The Action Potential
Studying the physiological, chemical and electrical mechanisms that make the action potential possible is very interesting as it allows me to understand in greater depth how it impacts the functioning of many body systems, as well as the principle of many imaging methods that detect and then interpret the electrical and magnetic activity that is initially generated with the action potential.
The detailed description of how the sodium, potassium and other ion channels work is also fascinating. It is almost incredible to be able to describe mechanically how a molecule changes its shape to allow or not the passage of ions through it. I believe that the use of high technology for the simulation and observation of this phenomenon could greatly benefit learning, but also research, since it would accelerate the process of understanding a phenomenon so unique and far from our human scale.
There are two types of synapses, electrical and chemical.

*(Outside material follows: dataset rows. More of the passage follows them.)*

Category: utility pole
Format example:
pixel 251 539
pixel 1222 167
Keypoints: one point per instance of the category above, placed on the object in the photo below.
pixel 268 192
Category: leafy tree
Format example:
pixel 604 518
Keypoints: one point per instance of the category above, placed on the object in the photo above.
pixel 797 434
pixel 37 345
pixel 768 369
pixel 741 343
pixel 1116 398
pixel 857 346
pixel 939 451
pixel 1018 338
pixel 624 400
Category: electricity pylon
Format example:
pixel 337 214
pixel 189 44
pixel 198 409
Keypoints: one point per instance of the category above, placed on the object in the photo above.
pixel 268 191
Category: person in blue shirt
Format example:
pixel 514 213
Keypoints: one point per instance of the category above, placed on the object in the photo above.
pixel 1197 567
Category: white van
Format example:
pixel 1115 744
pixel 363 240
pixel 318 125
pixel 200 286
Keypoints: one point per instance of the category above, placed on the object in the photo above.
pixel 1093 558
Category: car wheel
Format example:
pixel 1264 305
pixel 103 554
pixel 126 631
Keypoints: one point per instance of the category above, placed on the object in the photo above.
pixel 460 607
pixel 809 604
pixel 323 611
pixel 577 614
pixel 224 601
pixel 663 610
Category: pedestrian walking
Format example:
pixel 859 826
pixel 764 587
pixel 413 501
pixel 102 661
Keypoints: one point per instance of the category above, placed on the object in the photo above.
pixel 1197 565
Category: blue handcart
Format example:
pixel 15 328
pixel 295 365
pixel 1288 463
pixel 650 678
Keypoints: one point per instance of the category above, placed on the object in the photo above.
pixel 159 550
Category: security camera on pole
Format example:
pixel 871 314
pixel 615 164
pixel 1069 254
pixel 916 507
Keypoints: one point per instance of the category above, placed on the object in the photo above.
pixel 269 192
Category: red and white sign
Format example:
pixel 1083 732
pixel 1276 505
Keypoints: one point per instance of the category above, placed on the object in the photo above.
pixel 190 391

While electrical synapses are very fast and simple, chemical synapses require a slightly more complicated processes and are therefore slower. One of the mechanisms, that I find the most interesting, is how a neuron can self-regulate its activity through autoreceptors; that is, when the neuron receives the neurotransmitters it releases.
Finally, the integration of the excitatory and inhibitory postsynaptic potentials is one of the most important tasks of the neuron, since it is precisely through this integration process that the neuron “makes decisions”. The number of operations carried out by a neuron is so extensive that until now there is no method that allows us to trace in detail how this process is carried out, if we could understand in greater depth the circumstances that favor a certain frequency and magnitude of postsynaptic action potentials, it would be possible to design some tools able to simulate neuronal functioning.